Before you can even start to measure productivity, you need to define it. Usually, productivity is defined in terms of inputs and outputs, where you divide your output by your input to get your ROI. Using this method, we could, theoretically, measure the input and output of a software developer as follows:

Input:

  • Salary
  • Amount of hours worked

Output:

  • Software features
  • Documentation
  • Deployments
  • Bug fixes
  • PRs

It’s easy to see the problem, since it’s so difficult to measure the outputs themselves. Good measurements of output should have a strong correlation with revenue. However, if we break down the metrics for measuring those outputs, the correlation tends to be pretty weak. 

For example, one common metric for measuring developer productivity is lines of code (LOC). The thing is, for several reasons, more isn’t always better. For example:

  • Developer A might write significantly more lines of code than Developer B, but is it good code? Will Developer A’s code introduce more bugs to the system than Developer B’s? 
  • The more code you have, the more resources you need to maintain it
  • Developer A might be less skilled than Developer B, and could be assigned to less challenging features that have lower customer value

Further, the difference between physical lines of code and logical lines of code adds to the complexity involved in measuring LOC. 

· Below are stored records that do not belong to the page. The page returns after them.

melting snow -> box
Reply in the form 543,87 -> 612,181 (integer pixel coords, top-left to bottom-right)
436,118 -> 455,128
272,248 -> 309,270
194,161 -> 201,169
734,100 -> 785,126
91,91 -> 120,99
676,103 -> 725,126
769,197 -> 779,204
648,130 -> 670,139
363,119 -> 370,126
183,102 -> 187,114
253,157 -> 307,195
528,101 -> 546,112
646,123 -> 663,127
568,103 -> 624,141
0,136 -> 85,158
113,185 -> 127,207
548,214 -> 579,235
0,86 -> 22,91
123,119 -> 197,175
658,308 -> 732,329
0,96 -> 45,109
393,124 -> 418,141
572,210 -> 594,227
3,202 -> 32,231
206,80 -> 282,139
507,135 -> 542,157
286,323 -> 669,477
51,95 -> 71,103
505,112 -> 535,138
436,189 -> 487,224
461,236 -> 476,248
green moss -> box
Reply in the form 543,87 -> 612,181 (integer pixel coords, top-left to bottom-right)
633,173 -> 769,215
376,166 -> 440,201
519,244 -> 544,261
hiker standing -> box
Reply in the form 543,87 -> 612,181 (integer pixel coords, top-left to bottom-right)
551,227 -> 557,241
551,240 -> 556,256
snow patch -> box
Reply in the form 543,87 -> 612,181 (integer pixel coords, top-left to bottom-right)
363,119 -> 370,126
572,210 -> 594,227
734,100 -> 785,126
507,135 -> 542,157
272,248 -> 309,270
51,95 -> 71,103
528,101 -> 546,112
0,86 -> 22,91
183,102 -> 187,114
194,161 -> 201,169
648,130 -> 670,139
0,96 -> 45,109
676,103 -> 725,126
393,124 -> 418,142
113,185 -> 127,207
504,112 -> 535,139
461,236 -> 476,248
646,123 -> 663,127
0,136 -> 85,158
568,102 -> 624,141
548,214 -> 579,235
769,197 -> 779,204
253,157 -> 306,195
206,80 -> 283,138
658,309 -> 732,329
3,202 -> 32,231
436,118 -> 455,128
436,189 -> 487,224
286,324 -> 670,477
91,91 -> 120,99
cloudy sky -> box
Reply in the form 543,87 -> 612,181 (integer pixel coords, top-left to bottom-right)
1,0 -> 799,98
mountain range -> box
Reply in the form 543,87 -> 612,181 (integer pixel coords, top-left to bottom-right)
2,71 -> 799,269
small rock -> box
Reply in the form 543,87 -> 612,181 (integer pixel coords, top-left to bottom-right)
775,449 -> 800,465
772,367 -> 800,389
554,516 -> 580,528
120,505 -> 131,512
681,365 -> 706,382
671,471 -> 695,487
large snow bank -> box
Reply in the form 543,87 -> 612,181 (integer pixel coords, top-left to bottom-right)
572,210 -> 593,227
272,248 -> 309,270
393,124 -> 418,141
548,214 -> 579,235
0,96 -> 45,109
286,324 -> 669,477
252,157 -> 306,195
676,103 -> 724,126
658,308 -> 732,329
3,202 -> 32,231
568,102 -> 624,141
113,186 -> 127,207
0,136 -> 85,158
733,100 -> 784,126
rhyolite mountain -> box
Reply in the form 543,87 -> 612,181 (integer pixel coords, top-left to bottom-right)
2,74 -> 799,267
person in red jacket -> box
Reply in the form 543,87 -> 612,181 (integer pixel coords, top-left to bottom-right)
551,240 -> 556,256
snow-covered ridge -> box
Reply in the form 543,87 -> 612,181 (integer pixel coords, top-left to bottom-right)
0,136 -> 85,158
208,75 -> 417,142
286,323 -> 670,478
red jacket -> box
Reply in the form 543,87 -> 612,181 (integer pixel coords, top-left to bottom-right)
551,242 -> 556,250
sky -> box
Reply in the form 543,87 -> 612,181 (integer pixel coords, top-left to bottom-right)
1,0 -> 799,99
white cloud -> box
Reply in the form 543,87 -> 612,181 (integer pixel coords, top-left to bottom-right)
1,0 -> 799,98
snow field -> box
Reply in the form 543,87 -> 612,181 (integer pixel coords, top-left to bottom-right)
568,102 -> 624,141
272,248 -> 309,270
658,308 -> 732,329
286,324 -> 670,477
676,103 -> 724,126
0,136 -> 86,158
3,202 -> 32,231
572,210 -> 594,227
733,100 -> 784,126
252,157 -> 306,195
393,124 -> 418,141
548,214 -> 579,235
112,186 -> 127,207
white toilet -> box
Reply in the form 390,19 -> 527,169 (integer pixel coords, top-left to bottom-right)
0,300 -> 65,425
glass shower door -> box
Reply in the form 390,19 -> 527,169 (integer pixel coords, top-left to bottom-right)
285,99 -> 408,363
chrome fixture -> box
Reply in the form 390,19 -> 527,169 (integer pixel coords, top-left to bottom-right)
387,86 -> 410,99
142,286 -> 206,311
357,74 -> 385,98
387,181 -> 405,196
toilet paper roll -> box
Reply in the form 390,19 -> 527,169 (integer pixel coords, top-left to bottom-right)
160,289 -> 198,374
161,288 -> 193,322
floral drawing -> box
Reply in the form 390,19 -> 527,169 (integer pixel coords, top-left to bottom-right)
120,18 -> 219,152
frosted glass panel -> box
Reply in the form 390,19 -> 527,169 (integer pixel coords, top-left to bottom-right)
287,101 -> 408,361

Considering the flaws inherent in defining software development productivity using inputs and outputs, it makes more sense to define it as a measurement of your team’s ability to quickly and efficiently create useful, good-quality software that’s easy to maintain and has high customer value. 

Now that we’ve defined dev team productivity, we can try to figure out how to measure it. 

Identifying the right KPIs

The reality is, there’s no one metric that can be used to assess productivity, since each KPI, on its own, lacks important context. We’ve already discussed some of the problems inherent in measuring lines of code, but there are similar issues involved in all commonly used productivity metrics:

  • Code-based metrics

    In addition to lines of code, other code-based metrics include commits, pull requests, code review turnaround time, code churn (also referred to as “rework), code coverage, closed change requests, and bug fixes. While all of these metrics are possible indicators of productivity, the same issues apply: They’re all missing important context and can be gamed in a variety of ways that almost always sacrifice quality.

  • Velocity

    Velocity measures the amount of work your team can complete during an average sprint. The team assigns points to each story (based on estimated complexity, risk, and repetition), then calculates the average amount of points achieved each sprint over a period of time (minimum 5 sprints). This is one way to track your team’s overall progress and figure out how realistic your team’s goals are.
    However, if we look at how we’ve defined productivity, it’s easy to see how quality can be sacrificed to maintain or improve velocity. Cognitive bias can also play a part by inflating the amount of points assigned to each story.

  • Function points

    Function points are units that measure the functionalities that a software service or product delivers to its end users, meaning what the software can do in terms of tasks and services. The advantage of function points is they are relatively agnostic to the technology model as well as the dev model used. These points are assigned using the Function Point Analysis (FPA) rules, which include 5 components: external inputs (EI), external outputs (EO), inquiries (EQ), internal logic file (ILF), and external logic file (ELF). However, since the assignment of function points is made by the team, they’re subjective and can be manipulated.

  • Pull requests

    Pull request metrics, such as time to merge, lead time, size, flow ration, and discussions, have increased in popularity recently as a way to measure development productivity. However, tracking these metrics doesn’t factor in the effort or impact of the work performed. It can also be unfair to developers who are working on a legacy codebase, compared to developers working on a greenfield project.

  • Sprint burndown chart

    This is a graphic representation of how much work has been completed during a sprint and the total amount of work remaining in the sprint. While good for identifying issues such as scope creep and oversaturation of features, it lacks several important factors as well as the context needed to get the full picture.

  • Evaluations

    Both manager and peer evaluations are a good way to give real context to the performance of your team, however, they are highly subjective and can be subject to abuse or bias.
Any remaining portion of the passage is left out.